Given the state of this record and the trial court’s specific evidentiary findings discussed above, we cannot conclude that the trial court’s order adopting the magistrate’s findings and sustaining the decision to commit appellant, and to administer psychotropic medication, was against the manifest weight of the evidence.

Accordingly, the first assignment of error is overruled.

By the precise language of his second assignment of error, appellant purports to argue that the trial court erred in denying his request for an independent evaluation. However, since the record establishes that appellant did receive an independent evaluation, the substantive portion of appellant’s argument reveals a far different issue.

First, appellant clarifies that the independent evaluation he sought was to be conducted by a psychiatrist of his choice. Standing alone, that request is not of itself per se unreasonable. However, the primary thrust of appellant’s actual claim of error poses an extremely narrow proposition — that the trial court erred “as a matter of law” in failing to order TVPS to transport him to the private office of his chosen expert, who refused to examine appellant at the institution.

According to the record, authorities at TVPS declined to transport appellant to the physician’s office because appellant posed an escape risk, which, in turn, presented a potential risk of danger to both appellant himself and the public in general.

In support of this narrow proposition, appellant directs our attention, without elaboration, to R.C. 5122.29, which sets forth certain statutory rights of mentally ill patients hospitalized and/or committed pursuant to this statutory scheme. Specifically, appellant refers to R.C. 5122.29(C), which provides “[t]he right to * * *, unless prior court restriction has been obtained, to communicate freely with and be visited at reasonable times by his personal physician or psychologist.”

The trial court’s entry addressed the above provision and concluded, in essence, that it contains no language, express or implicit, conferring the claimed “right” to be transferred to a private physician’s office. We agree, particularly where, as here, appellant has been declared an escape risk.

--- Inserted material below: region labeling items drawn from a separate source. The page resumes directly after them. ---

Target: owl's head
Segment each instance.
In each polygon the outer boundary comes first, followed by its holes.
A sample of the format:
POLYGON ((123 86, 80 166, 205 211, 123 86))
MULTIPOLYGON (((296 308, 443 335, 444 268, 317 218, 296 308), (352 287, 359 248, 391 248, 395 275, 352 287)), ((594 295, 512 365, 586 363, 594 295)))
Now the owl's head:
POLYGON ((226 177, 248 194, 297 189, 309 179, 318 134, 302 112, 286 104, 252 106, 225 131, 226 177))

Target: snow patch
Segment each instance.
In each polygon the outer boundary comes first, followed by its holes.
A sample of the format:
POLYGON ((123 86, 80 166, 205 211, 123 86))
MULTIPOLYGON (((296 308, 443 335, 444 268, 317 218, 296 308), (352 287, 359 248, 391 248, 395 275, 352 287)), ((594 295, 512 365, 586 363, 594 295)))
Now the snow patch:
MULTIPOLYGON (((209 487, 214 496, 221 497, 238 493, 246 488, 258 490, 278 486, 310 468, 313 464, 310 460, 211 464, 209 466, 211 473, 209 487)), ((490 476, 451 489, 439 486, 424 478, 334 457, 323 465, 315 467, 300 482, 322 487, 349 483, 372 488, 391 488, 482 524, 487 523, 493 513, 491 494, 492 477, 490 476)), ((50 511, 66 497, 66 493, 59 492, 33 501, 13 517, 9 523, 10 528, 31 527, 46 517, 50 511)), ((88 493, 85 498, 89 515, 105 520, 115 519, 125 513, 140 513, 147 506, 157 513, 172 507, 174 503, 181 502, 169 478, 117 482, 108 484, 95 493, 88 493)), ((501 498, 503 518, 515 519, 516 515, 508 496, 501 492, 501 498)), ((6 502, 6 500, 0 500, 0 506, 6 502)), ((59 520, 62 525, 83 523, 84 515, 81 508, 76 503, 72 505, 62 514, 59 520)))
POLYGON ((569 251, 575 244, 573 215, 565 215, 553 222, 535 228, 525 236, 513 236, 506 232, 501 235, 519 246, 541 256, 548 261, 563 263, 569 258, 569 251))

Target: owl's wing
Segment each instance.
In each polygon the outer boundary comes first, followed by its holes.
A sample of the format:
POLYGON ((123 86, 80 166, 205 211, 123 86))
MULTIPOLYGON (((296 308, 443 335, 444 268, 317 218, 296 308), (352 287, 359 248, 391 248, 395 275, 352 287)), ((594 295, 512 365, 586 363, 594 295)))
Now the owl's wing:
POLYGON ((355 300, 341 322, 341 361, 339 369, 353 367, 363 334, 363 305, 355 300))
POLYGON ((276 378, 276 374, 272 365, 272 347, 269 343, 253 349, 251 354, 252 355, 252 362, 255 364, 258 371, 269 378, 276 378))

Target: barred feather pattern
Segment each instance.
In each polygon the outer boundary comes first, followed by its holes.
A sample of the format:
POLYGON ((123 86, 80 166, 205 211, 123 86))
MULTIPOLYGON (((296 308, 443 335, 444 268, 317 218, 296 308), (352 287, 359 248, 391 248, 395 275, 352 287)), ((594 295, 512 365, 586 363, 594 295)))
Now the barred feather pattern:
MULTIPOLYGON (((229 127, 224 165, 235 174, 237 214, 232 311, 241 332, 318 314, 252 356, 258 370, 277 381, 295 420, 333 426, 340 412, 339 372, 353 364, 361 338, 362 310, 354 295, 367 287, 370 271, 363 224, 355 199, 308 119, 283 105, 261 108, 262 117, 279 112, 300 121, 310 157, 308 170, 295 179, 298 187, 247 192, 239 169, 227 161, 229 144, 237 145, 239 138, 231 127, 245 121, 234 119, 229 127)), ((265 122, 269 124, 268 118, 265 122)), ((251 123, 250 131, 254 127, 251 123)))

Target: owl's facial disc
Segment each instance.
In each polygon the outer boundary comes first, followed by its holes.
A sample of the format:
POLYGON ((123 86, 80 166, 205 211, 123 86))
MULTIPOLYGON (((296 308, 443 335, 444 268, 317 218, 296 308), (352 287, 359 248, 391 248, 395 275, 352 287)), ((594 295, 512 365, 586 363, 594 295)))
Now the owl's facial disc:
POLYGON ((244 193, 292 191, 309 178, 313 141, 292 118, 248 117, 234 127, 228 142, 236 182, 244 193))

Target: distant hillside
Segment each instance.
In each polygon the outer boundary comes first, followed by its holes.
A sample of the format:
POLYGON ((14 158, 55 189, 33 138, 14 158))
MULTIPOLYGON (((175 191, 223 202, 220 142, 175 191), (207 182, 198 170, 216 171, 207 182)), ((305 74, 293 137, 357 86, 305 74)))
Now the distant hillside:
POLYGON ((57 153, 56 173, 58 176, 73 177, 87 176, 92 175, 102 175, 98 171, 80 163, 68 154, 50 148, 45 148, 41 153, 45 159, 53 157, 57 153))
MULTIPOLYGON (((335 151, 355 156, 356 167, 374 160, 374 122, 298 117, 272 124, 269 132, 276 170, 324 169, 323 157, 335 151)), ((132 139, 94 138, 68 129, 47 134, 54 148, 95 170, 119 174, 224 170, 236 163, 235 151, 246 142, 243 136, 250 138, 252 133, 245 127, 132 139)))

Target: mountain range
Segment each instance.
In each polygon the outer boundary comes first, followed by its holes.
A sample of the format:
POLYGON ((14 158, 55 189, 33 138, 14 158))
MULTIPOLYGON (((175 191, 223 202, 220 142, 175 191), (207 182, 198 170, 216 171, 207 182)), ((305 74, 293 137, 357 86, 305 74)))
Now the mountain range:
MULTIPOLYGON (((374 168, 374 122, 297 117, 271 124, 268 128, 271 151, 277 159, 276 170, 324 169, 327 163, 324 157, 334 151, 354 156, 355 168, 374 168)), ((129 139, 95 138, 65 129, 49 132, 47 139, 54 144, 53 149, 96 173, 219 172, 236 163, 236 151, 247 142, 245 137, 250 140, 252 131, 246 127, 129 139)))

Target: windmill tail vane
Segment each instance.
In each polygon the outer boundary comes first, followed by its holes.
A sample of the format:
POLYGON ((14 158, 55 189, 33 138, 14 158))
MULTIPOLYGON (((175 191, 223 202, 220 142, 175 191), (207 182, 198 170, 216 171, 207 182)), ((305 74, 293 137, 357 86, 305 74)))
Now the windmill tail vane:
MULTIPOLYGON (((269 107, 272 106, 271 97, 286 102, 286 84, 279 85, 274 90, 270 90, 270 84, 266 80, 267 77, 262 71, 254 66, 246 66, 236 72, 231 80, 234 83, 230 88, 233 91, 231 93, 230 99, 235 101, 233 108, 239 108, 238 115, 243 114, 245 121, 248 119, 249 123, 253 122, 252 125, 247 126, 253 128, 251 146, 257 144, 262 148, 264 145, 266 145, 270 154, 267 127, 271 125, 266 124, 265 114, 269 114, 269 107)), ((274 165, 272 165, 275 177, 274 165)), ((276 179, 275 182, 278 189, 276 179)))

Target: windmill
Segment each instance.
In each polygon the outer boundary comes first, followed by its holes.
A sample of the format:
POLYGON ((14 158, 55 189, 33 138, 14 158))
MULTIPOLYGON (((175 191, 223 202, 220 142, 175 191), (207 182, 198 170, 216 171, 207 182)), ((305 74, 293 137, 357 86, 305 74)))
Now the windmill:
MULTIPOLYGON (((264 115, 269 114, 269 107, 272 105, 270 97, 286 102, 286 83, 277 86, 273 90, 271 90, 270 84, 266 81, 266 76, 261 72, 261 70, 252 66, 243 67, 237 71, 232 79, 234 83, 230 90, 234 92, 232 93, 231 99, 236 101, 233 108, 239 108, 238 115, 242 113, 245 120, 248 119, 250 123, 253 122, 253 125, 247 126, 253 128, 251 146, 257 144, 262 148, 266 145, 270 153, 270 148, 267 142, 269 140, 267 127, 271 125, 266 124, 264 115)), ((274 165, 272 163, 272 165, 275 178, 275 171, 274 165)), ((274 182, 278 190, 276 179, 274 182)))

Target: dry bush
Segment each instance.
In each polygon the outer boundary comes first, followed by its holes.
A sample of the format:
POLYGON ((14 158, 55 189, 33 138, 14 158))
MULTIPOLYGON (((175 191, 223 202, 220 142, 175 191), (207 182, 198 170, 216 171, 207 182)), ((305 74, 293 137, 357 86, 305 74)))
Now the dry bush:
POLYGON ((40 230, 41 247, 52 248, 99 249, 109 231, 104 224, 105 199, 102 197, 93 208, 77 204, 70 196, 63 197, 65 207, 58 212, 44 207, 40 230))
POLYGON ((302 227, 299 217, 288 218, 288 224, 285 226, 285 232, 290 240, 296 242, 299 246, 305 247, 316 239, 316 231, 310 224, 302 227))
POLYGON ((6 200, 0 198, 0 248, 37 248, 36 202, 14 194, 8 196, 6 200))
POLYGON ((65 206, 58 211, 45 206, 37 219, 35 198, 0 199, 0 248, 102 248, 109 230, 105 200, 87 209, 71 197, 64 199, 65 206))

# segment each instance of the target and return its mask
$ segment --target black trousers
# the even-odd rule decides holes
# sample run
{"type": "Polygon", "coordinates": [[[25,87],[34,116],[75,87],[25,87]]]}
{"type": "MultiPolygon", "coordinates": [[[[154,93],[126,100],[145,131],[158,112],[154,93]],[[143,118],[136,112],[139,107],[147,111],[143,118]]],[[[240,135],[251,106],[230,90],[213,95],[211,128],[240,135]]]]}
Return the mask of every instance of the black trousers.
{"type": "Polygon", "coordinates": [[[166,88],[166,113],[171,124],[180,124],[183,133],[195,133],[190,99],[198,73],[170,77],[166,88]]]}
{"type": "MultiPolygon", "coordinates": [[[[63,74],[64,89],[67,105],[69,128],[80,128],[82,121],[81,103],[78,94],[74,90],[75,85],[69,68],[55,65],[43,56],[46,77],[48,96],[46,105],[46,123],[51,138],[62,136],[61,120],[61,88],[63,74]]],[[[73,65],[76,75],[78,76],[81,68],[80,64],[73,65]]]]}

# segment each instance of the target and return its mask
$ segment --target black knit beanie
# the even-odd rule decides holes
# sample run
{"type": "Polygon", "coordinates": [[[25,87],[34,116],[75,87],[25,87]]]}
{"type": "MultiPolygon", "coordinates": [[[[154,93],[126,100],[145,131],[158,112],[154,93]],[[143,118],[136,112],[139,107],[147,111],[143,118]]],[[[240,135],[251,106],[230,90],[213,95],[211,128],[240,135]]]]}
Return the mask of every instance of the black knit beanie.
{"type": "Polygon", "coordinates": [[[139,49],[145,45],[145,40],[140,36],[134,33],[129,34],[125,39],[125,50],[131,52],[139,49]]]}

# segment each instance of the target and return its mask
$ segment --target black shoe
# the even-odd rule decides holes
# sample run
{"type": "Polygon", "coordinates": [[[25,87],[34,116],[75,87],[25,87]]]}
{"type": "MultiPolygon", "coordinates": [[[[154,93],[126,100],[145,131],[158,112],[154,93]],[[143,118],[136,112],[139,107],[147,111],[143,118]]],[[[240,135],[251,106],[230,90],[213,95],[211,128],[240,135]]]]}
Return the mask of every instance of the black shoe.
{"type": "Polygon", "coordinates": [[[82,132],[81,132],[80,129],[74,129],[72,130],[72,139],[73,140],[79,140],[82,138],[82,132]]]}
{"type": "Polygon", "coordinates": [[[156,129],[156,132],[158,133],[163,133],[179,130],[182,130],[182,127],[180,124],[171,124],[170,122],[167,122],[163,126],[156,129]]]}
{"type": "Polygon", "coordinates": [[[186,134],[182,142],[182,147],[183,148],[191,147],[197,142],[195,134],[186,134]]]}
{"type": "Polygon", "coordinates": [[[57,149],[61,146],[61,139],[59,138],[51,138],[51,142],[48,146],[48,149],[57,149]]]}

We cannot say that the trial court erred as a matter of law in not accommodating appellant’s request to order TVPS to transfer him to the physician’s office under the circumstances of this case.

Finally, appellant implicitly incorporates into this argument an ongoing objection to the magistrate’s refusal to continue the civil commitment hearing for the purpose of appellant’s obtaining his chosen expert’s evaluation. However, the record reveals that the magistrate had already been more than reasonable in continuing the hearing on a number of occasions to accommodate appellant’s attempts to be evaluated by his chosen physician. Since that option became impossible and appellant had undergone an evaluation, the continuance would have served no practical purpose.

The second assignment of error is overruled.

Having overruled the assignments of error, the judgment of the trial court is affirmed.

Judgment affirmed.

Peggy Bryant, P.J., and Lazarus, J., concur.